After a few days of rest, it came more driving: all the way down through that narrow, scary I-476 by myself and picked up Matt in Philly. Some reminiscence of the people, places and events during that six weeks, which totally transformed my life: downtown Philly, Spirit & Truth, Ayuda, the kids...... looking back to the present self, I am lost...... Where am I heading to right now? Will I follow the steps of Ben, who is also a CS major? Where is my root of life?

Then everybody, about whom I struggled in my heart, showed up. It was expected and yearned for, I admit, shamefully or not. However, it was such a confusing and perplexing time. Everything got stirred up, and I almost lost control on myself...... how could I spend the next seven days with them? I would probably get crazy.

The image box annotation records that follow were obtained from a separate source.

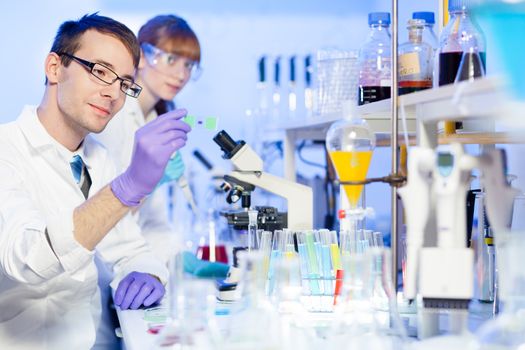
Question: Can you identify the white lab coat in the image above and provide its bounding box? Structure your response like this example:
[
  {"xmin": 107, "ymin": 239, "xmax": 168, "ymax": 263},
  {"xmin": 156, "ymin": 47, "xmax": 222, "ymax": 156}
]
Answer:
[
  {"xmin": 94, "ymin": 98, "xmax": 180, "ymax": 262},
  {"xmin": 0, "ymin": 107, "xmax": 167, "ymax": 349}
]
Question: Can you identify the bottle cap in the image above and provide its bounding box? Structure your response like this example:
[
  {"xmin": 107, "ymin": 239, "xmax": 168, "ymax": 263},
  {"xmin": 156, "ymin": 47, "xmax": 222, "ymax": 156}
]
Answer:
[
  {"xmin": 368, "ymin": 12, "xmax": 390, "ymax": 25},
  {"xmin": 448, "ymin": 0, "xmax": 479, "ymax": 12},
  {"xmin": 412, "ymin": 11, "xmax": 436, "ymax": 24}
]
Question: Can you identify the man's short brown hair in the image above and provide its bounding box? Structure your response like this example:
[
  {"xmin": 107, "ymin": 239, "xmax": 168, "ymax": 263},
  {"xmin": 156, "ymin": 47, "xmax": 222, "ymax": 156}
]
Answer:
[{"xmin": 51, "ymin": 13, "xmax": 140, "ymax": 69}]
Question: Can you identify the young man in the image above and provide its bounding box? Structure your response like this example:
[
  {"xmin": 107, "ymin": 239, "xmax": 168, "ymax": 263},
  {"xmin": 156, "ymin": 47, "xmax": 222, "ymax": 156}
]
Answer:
[{"xmin": 0, "ymin": 14, "xmax": 190, "ymax": 349}]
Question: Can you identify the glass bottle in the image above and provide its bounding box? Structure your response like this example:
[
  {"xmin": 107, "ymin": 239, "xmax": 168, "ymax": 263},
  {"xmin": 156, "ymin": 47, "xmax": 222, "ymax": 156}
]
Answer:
[
  {"xmin": 398, "ymin": 19, "xmax": 432, "ymax": 95},
  {"xmin": 412, "ymin": 11, "xmax": 439, "ymax": 52},
  {"xmin": 438, "ymin": 0, "xmax": 486, "ymax": 86},
  {"xmin": 357, "ymin": 12, "xmax": 392, "ymax": 105}
]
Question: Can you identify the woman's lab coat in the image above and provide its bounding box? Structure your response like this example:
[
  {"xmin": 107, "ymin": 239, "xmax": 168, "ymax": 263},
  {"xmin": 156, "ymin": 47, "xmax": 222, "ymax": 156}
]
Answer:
[
  {"xmin": 0, "ymin": 107, "xmax": 167, "ymax": 349},
  {"xmin": 94, "ymin": 97, "xmax": 177, "ymax": 261}
]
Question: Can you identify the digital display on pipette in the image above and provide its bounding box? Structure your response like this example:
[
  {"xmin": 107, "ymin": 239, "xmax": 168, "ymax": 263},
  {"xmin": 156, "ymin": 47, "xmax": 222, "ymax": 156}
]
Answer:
[{"xmin": 437, "ymin": 152, "xmax": 454, "ymax": 176}]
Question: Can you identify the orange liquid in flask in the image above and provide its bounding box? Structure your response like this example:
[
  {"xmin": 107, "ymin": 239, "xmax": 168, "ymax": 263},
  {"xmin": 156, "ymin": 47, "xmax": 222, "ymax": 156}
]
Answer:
[{"xmin": 330, "ymin": 151, "xmax": 372, "ymax": 208}]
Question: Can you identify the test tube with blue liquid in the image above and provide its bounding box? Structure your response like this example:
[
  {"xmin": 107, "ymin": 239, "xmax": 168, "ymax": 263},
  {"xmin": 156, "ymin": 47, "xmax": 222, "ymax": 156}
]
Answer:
[
  {"xmin": 268, "ymin": 230, "xmax": 284, "ymax": 295},
  {"xmin": 318, "ymin": 229, "xmax": 335, "ymax": 295},
  {"xmin": 301, "ymin": 230, "xmax": 321, "ymax": 295}
]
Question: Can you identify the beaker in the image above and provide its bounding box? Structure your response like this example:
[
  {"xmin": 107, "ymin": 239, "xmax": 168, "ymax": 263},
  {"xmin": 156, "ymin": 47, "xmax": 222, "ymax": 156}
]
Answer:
[
  {"xmin": 476, "ymin": 231, "xmax": 525, "ymax": 350},
  {"xmin": 220, "ymin": 251, "xmax": 280, "ymax": 349}
]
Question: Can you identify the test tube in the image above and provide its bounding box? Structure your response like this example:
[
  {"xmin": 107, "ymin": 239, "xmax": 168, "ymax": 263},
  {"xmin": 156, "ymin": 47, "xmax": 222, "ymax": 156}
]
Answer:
[
  {"xmin": 295, "ymin": 231, "xmax": 311, "ymax": 295},
  {"xmin": 268, "ymin": 230, "xmax": 284, "ymax": 295},
  {"xmin": 248, "ymin": 210, "xmax": 259, "ymax": 252},
  {"xmin": 374, "ymin": 231, "xmax": 385, "ymax": 248},
  {"xmin": 319, "ymin": 229, "xmax": 335, "ymax": 295},
  {"xmin": 283, "ymin": 229, "xmax": 296, "ymax": 260},
  {"xmin": 304, "ymin": 230, "xmax": 321, "ymax": 295}
]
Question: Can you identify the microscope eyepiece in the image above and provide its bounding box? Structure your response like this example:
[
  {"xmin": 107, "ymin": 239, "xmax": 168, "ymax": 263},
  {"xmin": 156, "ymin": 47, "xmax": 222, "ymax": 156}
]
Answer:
[{"xmin": 213, "ymin": 130, "xmax": 245, "ymax": 159}]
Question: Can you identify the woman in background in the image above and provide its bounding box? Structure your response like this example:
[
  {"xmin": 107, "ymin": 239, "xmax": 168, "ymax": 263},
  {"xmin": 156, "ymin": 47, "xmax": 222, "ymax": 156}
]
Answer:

Then, in the midst of the storm, a sudden calmness appeared. Through the eye of the hurricane, I could look up and see the clear blue sky, just like what Waveland had probably experienced four months ago. It was deeply inspiring, breath-taking and transcending, up to the highest star in the sky, the most powerful heat of the flame. They -- however beautiful, charming, attractive -- are not important anymore. The down-to-earth labor, dusty hands, muddy feet, exhausted joints and muscles showed that we are mere flesh, prosper in a while, then wither and we are no more. The deceptive imaginations are finally revealed.

Lord, thank you. Show me yourself in the midst of the storm.